Ainda assim, Giscard teve uma vida cheia de feitos mas também de escândalos, e dificilmente pode ser descrito como uma figura adorada pelos franceses, que lhe deram apenas um mandato no Eliseu – foi derrotado em 1981 por François Mitterrand, que liderava uma coligação entre socialistas e comunistas. Muitos não esquecem o custo das reformas neoliberais de Giscard, outros lembram que foi acusado de aceitar diamantes de um ditador africano ou de repetidamente apalpar o rabo de uma jornalista alemã do canal WDR, em 2018.

“França perdeu um estadista, a Alemanha um amigo e todos nós perdemos um grande europeu”, lamentou a chanceler alemã, Angela Merkel. “O rumo em que ele colocou França ainda nos guia”, garantiu o Presidente francês, Emmanuel Macron, muitas vezes comparado a Giscard, a quem apelidou como “um servo do Estado, um político do progresso e da liberdade”, assegurando que “a sua morte deixou França de luto”.

 

Berço d’ouro

Eleito em 1974, aos 48 anos, como o mais jovem chefe de Estado francês desde Napoleão, Valéry Giscard d’Estaing sabia estar destinado a grandes coisas. Do lado do pai, dirigente das finanças na Renânia, uma região alemã então ocupada por França, Giscard traçava a sua linhagem até uma velha família da nobreza de antes da Revolução francesa; do lado da mãe, oriunda de uma família influente em círculos conservadores, sabia ser descendente de Luís xv, cujo filho foi decapitado na revolução.

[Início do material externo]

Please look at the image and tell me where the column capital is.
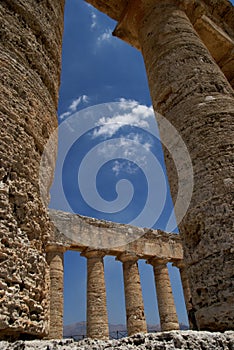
[146,257,169,267]
[80,248,106,259]
[113,0,184,50]
[116,252,139,263]
[172,260,186,269]
[46,244,68,253]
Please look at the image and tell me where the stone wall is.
[0,0,64,339]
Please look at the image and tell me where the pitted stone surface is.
[0,0,63,338]
[0,331,234,350]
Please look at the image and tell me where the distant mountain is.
[63,321,189,339]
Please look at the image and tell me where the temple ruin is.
[0,0,234,339]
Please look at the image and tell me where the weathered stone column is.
[47,246,65,339]
[0,0,64,339]
[118,253,147,336]
[148,258,180,331]
[173,260,197,330]
[81,250,109,339]
[114,0,234,331]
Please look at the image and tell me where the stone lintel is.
[47,210,183,261]
[116,252,139,263]
[85,0,128,21]
[80,248,106,259]
[146,257,169,267]
[46,244,67,253]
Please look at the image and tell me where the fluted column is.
[173,260,197,330]
[47,246,65,339]
[118,253,147,336]
[114,0,234,331]
[81,250,109,339]
[148,258,179,331]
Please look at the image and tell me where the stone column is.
[47,247,65,339]
[114,0,234,331]
[148,258,180,332]
[118,253,147,336]
[81,250,109,339]
[173,260,197,330]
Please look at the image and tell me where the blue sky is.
[47,0,232,324]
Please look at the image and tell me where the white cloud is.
[91,12,97,29]
[68,95,88,112]
[97,28,112,45]
[59,112,71,120]
[59,95,89,120]
[93,99,154,137]
[112,160,138,176]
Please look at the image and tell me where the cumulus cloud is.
[93,99,157,176]
[93,98,154,137]
[97,28,112,45]
[90,12,97,29]
[59,95,89,120]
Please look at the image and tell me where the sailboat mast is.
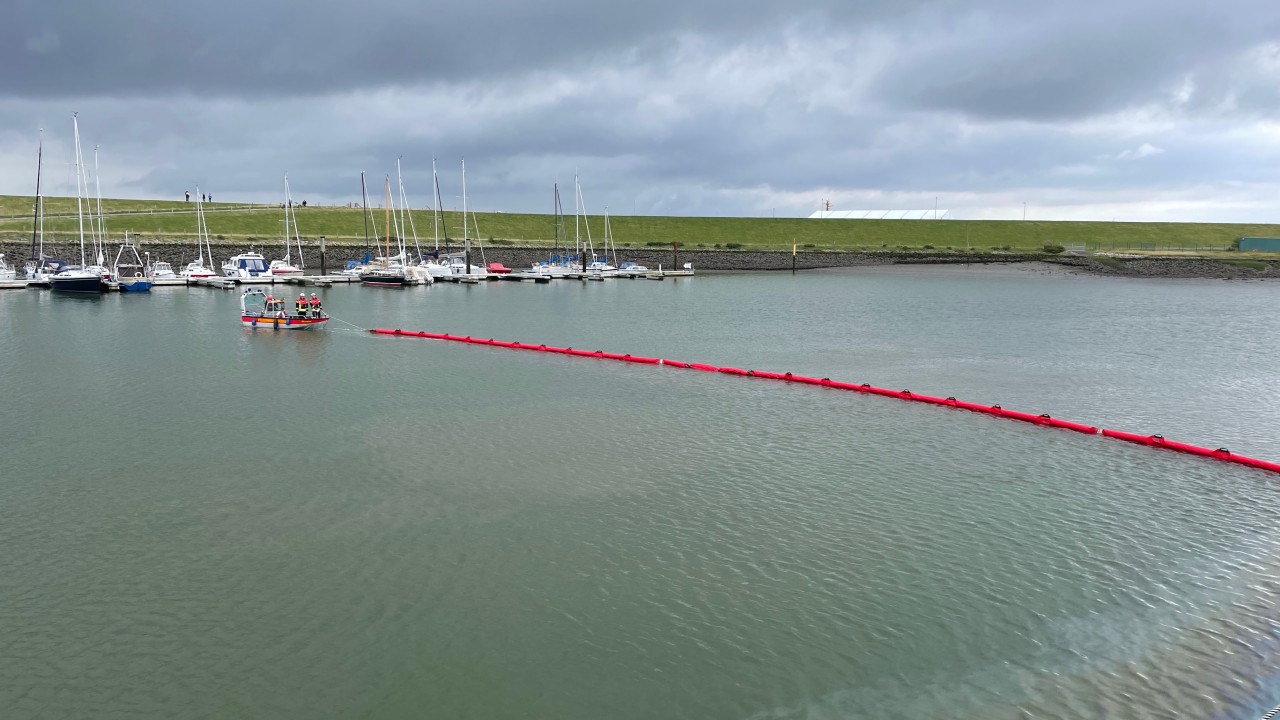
[284,173,291,263]
[360,170,369,256]
[86,145,106,265]
[31,128,45,263]
[72,113,84,268]
[431,158,449,255]
[396,158,422,264]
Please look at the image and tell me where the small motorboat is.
[241,288,329,331]
[151,260,178,281]
[111,233,151,292]
[268,259,302,275]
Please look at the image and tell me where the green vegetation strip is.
[0,196,1280,254]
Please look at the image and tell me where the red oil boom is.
[369,328,1280,473]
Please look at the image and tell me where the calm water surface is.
[0,268,1280,720]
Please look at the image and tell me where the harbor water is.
[0,268,1280,720]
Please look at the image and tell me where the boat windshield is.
[241,292,266,315]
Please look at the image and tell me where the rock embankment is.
[0,241,1280,279]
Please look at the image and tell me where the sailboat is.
[269,174,305,275]
[49,113,102,293]
[178,186,218,279]
[419,158,452,278]
[360,173,413,287]
[84,145,111,282]
[22,128,64,287]
[396,158,434,284]
[111,232,151,292]
[573,176,618,279]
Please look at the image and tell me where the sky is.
[0,0,1280,223]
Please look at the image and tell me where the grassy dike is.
[0,196,1280,255]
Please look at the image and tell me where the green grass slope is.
[0,196,1280,252]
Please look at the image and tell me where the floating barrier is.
[369,328,1280,473]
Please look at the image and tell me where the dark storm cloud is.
[0,0,899,97]
[877,0,1280,120]
[0,0,1280,217]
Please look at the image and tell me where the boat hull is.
[49,275,102,295]
[360,273,416,287]
[241,315,329,331]
[119,278,151,292]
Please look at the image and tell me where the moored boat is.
[150,260,178,281]
[111,233,151,292]
[49,113,105,293]
[223,250,273,281]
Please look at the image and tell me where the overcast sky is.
[0,0,1280,223]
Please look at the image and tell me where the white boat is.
[617,260,649,278]
[151,260,178,281]
[49,113,104,293]
[111,233,151,292]
[268,258,302,275]
[22,129,65,287]
[178,184,218,279]
[360,172,416,287]
[396,158,435,284]
[223,250,273,281]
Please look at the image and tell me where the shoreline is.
[0,241,1280,279]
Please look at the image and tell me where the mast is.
[360,170,369,263]
[396,158,422,264]
[31,128,45,260]
[284,173,289,264]
[284,174,307,270]
[573,176,595,260]
[93,145,106,265]
[196,184,214,269]
[72,113,84,269]
[431,158,449,255]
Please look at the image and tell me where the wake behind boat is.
[241,288,329,331]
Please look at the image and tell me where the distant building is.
[1240,237,1280,252]
[809,208,951,220]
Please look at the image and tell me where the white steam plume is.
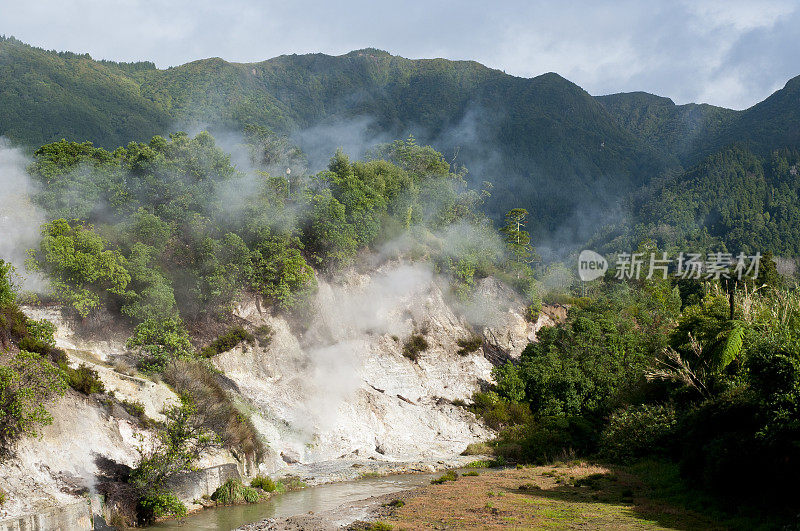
[0,137,46,292]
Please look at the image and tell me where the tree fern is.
[713,321,745,371]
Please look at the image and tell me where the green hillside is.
[0,35,674,237]
[0,37,800,250]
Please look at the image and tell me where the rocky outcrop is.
[6,262,552,515]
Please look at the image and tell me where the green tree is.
[129,395,221,523]
[250,236,317,310]
[500,208,536,278]
[127,317,194,372]
[0,351,67,453]
[28,219,131,317]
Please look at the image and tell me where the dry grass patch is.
[385,462,717,529]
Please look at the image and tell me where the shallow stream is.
[145,472,442,531]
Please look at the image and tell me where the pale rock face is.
[0,393,148,515]
[7,262,553,513]
[214,263,535,471]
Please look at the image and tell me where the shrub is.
[458,336,483,356]
[163,360,265,461]
[403,334,428,361]
[471,391,531,430]
[120,400,147,424]
[61,363,106,395]
[279,476,306,490]
[253,325,275,347]
[128,395,219,517]
[431,470,458,485]
[0,351,67,453]
[506,417,598,463]
[200,326,255,358]
[250,476,278,492]
[492,361,525,402]
[461,442,494,455]
[600,404,677,462]
[211,479,260,505]
[138,491,186,524]
[127,317,194,373]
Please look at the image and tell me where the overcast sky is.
[0,0,800,109]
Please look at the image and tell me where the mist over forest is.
[0,30,800,529]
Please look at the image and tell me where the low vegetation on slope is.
[23,129,537,372]
[473,254,800,522]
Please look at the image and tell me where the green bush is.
[120,400,148,424]
[461,442,494,455]
[470,391,531,430]
[211,479,260,505]
[127,317,194,373]
[600,404,677,462]
[250,476,278,492]
[0,351,67,453]
[458,336,483,356]
[431,470,458,485]
[403,334,428,361]
[61,363,106,395]
[253,325,275,347]
[506,417,598,463]
[163,360,265,462]
[200,326,255,358]
[138,492,186,524]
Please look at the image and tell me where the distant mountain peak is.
[344,48,392,57]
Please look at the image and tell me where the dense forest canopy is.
[0,38,800,519]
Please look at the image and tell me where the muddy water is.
[146,472,442,531]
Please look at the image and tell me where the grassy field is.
[372,462,744,530]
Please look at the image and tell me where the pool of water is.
[145,472,442,531]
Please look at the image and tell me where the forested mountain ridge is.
[597,76,800,168]
[0,39,672,235]
[0,38,800,241]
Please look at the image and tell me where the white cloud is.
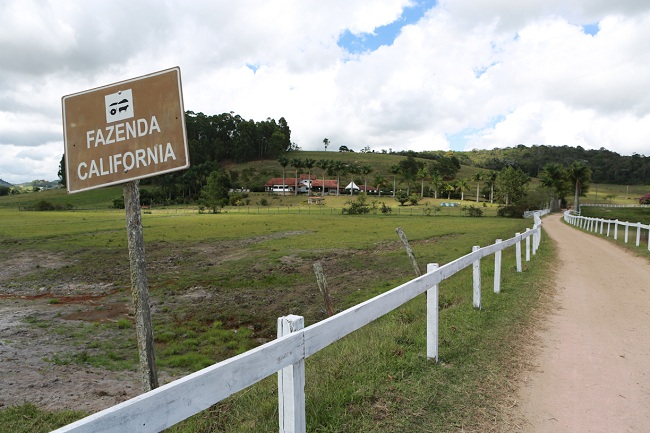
[0,0,650,181]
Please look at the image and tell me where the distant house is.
[264,174,379,195]
[264,174,338,194]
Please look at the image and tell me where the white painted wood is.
[427,263,440,362]
[50,332,304,433]
[278,315,307,433]
[515,233,521,272]
[53,224,535,433]
[472,245,480,310]
[494,239,502,293]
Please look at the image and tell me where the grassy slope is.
[0,184,552,432]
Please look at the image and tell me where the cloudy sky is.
[0,0,650,183]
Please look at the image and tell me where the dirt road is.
[519,216,650,433]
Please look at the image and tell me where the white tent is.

Giscard foi obrigado a abraçar grandes tarefas históricas bem cedo. Aos 18 anos, na ii Guerra Mundial, juntou-se à resistência à ocupação nazi de França, distribuindo jornais clandestinos. Estava em Paris em 1944, quando o general Charles de Gaulle – de cujo Governo faria parte uma década depois – entrou na cidade.

“Ele começou o seu discurso dizendo: ‘Saúdo Paris, que se libertou a si mesma sozinha’. Os meus braços caíram”, recordou Giscard, que já na altura sonhava com maior proximidade entre França e outros países europeus como prioridade, numa entrevista recente à RTL. “Como é que alguém podia dizer uma coisa assim?”

 

Papel ingrato

Depois de ser eleito deputado por Auvergne, um lugar que fora ocupado pelo seu avô e bisavô maternos, Giscard foi subindo no partido de De Gaulle, ganhando fama de burocrata competente e bom orador. Contudo, como ministro das Finanças, os duros cortes fiscais que impôs tornaram-se profundamente impopulares, levando à sua demissão em 1966.

Foi então que criou a sua própria fação política, o Partido Republicano Independente, que viria a aliar-se com o Presidente Georges Pompidou, a quem sucederia após a morte deste.

No Eliseu, Giscard tentou cultivar a imagem de um líder popular, uma pessoa comum que lutava por pessoas comuns, mas nunca conseguiu livrar-se da fama de aristocrata distante. Por mais que se deixasse fotografar sem os uniformes militares a que os franceses se tinham habituado, tocasse acordeão ou fosse jantar a casa de cidadãos, levando as câmaras atrás, a imagem nunca pegou.

E mesmo que essa imagem tivesse pegado, Giscard nunca teria tido uma vida fácil. Teve o papel ingrato de lidar com uma brutal crise económica, fruto da crise do petróleo de 1973 – daí a sua opção pela energia nuclear. Na prática, foi o timoneiro do barco quando este se afundava, no fim dos Trente Glorieuses, os 30 anos de enorme crescimento económico após a ii Guerra Mundial, de que os franceses ainda hoje falam com muita saudade.